The G-codes accept only TC and 26 as modifiers. What were the stains that were done? What dates did you have for the TC and 26 portions of each?
 
We only bill for the professional so we are using 26 modifier and it's for DOS Jan 1 2014 and forward. We get the charges downloaded from the hospital. Thanks!
 
Can you provide all of the details for the case?

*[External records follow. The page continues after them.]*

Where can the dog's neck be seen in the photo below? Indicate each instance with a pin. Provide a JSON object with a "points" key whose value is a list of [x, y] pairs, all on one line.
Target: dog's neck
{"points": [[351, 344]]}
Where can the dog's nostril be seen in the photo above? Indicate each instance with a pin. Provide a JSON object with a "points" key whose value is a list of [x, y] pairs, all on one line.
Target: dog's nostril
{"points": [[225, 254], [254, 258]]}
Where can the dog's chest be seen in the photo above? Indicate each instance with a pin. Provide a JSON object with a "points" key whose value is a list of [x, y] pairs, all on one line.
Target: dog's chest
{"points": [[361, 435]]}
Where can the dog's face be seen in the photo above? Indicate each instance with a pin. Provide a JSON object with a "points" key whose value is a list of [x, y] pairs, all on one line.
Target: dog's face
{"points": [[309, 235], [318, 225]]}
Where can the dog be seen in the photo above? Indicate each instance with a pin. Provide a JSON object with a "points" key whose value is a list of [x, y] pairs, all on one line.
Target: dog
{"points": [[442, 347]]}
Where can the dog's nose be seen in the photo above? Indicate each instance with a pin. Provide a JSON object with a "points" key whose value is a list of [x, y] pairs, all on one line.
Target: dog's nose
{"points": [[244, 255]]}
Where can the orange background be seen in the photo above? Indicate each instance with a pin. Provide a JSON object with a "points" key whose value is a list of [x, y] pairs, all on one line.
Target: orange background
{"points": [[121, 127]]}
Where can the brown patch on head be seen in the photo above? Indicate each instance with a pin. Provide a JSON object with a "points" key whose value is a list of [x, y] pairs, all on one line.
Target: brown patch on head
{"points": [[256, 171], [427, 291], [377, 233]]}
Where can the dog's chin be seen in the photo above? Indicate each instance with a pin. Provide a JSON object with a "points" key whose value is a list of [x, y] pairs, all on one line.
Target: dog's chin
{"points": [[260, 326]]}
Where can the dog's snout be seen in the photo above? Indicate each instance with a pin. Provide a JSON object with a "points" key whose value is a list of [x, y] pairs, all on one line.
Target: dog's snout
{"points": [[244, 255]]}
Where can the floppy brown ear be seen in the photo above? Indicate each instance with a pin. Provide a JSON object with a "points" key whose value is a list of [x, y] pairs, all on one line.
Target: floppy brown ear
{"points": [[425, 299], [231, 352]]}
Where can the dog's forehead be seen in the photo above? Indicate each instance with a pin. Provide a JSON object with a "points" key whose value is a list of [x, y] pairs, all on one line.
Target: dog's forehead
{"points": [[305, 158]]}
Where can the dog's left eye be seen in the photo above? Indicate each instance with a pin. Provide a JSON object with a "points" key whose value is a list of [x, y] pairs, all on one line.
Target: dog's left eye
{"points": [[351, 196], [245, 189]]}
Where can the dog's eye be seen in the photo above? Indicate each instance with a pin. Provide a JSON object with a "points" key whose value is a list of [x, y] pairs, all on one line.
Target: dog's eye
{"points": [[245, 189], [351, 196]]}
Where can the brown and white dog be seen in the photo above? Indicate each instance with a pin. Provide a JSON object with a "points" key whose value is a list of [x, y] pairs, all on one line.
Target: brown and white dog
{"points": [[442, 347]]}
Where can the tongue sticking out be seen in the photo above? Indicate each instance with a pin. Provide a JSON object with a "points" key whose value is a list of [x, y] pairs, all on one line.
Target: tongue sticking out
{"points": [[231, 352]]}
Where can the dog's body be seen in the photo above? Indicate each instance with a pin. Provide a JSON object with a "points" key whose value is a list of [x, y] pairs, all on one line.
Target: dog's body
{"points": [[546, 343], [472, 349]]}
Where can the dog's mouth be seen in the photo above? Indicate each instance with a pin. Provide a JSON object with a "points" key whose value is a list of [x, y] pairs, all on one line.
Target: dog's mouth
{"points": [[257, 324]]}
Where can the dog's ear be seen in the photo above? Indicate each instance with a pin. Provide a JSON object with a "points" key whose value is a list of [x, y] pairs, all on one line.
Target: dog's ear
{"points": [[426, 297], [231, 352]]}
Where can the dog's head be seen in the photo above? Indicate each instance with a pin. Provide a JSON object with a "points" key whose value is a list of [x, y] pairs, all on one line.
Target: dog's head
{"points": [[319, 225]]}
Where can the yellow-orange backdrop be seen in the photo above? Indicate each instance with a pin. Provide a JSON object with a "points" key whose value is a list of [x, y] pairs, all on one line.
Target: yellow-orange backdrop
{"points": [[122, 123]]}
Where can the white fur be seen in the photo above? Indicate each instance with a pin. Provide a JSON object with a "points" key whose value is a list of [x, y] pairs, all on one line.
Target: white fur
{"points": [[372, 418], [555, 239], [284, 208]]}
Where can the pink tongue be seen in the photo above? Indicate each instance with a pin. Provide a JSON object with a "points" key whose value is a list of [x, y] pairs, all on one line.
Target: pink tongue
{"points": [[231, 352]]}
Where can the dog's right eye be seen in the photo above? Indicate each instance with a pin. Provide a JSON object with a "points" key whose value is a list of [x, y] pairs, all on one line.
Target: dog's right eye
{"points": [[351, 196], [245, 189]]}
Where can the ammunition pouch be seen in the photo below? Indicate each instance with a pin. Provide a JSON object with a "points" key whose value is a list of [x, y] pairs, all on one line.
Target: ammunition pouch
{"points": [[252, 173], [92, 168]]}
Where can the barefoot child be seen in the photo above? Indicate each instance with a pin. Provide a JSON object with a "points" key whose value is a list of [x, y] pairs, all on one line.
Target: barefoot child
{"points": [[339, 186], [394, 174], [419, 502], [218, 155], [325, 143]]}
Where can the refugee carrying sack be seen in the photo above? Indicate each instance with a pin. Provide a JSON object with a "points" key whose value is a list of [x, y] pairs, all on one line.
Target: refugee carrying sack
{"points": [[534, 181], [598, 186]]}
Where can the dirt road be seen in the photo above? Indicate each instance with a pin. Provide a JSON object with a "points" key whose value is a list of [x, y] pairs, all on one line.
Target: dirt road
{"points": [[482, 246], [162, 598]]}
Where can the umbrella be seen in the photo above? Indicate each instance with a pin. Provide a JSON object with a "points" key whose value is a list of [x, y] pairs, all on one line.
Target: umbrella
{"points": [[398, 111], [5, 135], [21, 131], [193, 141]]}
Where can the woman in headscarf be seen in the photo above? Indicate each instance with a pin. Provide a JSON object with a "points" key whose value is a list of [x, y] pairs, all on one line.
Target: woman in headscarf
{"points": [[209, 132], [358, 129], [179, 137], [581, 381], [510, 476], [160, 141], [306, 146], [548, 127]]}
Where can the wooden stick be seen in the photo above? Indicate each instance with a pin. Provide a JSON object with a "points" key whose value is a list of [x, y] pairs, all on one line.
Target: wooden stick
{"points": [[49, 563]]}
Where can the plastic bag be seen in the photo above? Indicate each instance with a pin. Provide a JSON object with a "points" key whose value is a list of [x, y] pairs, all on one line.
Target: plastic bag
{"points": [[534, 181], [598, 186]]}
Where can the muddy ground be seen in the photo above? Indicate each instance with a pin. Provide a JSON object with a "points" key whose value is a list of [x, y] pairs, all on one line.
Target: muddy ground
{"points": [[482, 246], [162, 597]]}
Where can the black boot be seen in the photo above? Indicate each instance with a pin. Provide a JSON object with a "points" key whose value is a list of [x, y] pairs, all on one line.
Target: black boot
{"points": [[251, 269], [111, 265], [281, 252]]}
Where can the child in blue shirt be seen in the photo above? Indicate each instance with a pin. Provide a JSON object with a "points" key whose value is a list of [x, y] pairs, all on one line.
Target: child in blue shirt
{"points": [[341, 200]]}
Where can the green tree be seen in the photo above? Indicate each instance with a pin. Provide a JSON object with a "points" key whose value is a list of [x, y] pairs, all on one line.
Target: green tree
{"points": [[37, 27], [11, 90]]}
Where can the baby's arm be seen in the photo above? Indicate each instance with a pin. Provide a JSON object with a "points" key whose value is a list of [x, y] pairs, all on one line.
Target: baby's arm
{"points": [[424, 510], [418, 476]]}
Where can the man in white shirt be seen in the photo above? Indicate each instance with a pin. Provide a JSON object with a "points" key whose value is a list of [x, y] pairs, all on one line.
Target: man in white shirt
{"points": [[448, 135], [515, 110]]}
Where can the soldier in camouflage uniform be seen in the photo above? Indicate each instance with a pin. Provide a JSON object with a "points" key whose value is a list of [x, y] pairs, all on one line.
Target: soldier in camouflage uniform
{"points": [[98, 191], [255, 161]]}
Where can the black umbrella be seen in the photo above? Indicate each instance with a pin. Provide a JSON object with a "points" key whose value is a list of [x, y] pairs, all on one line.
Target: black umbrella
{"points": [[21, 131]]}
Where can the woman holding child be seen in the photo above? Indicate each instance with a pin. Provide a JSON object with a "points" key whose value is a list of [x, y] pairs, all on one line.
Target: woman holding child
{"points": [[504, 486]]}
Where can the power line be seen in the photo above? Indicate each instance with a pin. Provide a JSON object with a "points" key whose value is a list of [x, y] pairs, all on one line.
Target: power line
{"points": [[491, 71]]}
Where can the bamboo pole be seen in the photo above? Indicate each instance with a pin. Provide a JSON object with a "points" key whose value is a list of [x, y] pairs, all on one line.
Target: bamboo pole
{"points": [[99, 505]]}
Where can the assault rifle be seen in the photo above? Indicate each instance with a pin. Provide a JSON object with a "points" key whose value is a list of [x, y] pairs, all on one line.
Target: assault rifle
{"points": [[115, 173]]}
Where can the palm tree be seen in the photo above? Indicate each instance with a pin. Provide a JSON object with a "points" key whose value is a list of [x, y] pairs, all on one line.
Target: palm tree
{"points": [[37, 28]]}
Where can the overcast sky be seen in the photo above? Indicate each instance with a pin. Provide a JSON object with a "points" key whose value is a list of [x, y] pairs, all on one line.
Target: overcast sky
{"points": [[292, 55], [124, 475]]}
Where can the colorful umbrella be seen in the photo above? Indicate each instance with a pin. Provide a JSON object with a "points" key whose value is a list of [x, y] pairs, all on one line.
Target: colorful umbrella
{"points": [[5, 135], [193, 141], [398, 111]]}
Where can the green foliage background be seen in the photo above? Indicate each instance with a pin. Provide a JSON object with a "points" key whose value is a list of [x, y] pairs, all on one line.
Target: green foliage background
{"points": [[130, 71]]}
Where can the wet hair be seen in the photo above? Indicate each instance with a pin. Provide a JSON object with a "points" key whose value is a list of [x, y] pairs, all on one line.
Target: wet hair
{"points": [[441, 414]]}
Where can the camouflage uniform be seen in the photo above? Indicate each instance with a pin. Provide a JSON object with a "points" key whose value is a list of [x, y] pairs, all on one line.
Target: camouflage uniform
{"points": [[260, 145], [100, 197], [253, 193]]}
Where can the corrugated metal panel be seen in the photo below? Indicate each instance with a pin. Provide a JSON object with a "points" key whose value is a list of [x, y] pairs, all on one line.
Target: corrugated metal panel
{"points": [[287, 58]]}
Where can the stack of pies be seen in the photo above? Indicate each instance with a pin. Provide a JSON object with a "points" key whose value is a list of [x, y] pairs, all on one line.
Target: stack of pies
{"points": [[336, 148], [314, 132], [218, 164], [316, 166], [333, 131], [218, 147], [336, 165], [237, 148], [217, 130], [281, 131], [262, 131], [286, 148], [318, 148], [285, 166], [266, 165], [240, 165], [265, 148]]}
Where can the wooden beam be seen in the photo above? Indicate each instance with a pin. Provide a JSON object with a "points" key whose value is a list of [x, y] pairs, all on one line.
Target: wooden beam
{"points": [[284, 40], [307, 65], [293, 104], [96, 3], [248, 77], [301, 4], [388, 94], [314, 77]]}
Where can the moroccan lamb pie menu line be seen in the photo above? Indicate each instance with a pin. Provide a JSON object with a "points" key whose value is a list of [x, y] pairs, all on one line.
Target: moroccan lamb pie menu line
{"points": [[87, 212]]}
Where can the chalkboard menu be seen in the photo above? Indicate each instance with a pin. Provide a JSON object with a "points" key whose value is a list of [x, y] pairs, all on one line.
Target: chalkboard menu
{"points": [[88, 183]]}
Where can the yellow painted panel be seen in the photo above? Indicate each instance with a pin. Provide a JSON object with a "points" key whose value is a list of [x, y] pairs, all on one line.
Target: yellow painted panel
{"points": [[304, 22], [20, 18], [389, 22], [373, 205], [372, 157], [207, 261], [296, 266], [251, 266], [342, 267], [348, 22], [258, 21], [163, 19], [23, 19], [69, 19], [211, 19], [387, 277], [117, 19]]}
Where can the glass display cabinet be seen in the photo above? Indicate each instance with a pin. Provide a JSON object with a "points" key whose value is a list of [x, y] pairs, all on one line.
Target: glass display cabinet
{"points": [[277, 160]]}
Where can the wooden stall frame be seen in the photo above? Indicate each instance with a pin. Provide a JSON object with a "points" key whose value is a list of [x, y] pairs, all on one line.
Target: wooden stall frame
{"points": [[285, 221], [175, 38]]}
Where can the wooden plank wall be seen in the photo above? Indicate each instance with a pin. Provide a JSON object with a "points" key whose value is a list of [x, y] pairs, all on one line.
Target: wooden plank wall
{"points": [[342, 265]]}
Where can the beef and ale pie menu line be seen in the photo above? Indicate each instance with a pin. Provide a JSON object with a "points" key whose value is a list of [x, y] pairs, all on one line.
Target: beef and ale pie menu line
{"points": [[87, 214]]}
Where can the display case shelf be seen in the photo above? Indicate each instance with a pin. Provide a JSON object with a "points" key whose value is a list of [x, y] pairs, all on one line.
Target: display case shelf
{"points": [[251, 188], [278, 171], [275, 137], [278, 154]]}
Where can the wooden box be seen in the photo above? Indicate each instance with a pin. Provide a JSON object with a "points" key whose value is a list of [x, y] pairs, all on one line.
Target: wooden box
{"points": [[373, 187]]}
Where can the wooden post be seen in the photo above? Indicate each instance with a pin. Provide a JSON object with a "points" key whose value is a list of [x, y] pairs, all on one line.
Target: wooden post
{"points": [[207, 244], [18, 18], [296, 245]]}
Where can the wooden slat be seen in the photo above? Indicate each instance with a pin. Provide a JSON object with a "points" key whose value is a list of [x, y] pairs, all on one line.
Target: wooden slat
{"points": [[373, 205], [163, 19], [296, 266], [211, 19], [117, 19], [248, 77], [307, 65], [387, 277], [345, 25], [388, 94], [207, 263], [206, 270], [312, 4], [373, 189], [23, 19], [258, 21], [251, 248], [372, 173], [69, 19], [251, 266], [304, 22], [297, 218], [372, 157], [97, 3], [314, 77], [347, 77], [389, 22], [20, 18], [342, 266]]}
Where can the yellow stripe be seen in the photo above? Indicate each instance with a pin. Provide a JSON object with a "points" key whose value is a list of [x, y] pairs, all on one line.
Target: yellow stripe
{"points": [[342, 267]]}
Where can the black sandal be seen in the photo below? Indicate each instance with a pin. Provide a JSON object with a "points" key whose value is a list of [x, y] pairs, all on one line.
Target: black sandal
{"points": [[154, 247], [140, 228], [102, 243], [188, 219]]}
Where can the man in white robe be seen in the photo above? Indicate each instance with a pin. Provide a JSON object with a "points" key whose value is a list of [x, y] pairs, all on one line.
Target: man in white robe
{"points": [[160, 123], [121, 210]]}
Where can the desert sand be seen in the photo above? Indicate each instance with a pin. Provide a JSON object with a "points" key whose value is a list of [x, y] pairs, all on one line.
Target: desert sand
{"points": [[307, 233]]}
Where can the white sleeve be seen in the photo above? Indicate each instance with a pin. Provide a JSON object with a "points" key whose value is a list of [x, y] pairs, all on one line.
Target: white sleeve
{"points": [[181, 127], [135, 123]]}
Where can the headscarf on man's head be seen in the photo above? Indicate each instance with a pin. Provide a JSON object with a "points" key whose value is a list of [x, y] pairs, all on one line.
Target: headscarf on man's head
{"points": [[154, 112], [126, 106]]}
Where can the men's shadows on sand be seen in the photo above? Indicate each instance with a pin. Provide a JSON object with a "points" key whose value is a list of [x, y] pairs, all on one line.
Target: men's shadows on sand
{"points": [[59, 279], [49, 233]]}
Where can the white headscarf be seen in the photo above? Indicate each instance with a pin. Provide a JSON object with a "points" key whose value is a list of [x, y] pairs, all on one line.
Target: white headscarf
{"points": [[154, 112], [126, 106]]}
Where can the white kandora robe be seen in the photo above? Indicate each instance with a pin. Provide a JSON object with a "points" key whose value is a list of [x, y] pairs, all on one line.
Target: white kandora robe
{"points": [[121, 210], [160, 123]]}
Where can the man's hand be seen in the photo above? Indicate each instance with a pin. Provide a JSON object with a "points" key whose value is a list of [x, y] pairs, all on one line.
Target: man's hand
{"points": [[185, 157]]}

Date of service (DOS) for each TC (even though you don't bill for it)
The DOS for the TC portion is the date the specimen was collected.

DOS for each 26.
The DOS for the 26 portion is the date the pathologist rendered a report.

The names of the stains.

The blocks or specimens for each stain.
 
New "G" codes for Pathololgy

I am not sure if any of youi have come across this or not. I was denied payment for the first time with Medicare +Blue for the use of modifer -59 for these codes.G0461 AND B0462. They told me it doesn't really matter how many times they appear on the bill they can not have modifer -59 attached to them. They must be coded with only modifier -26. I so appreciate this forum and how much help you guys have all been. I have learned so much reading what you have posted. Thank you so very much everyone!!
 
We have not been using 59 modifier. I thought we would if we were also doing a flow, but that situation has not come up yet. In one of our most common situations, we would code a non-Medicare case 88360, 88342-59, but with Medicare, we code 88360, G0461 and G0462 with no 59 modifier. We are with WPS Medicare J5.
 
Thenk you for the heads up on all this. I am still learing all this good stuff. I don't know if you have this problem or not but I have trouble getting 88173 getting paid with Medicare. They deny for place of service. I have to argue wiht them them that this is for my professional only and usually they will get paid but then they deny again because I don't have my modifier -26 attached. This is for a professional interp only and should not have mod -26 attached to it. I am so confused anymore! I apprecite your and everyone else's help.
 
Hey, Robyn. If you want to change gears to discuss 88173 you might want to start a new thread with that heading. That way more people will see it an be able to help. :)

If your pathologist did just the professional component of 88173, then, yes, you do need to attach the 26 modifier.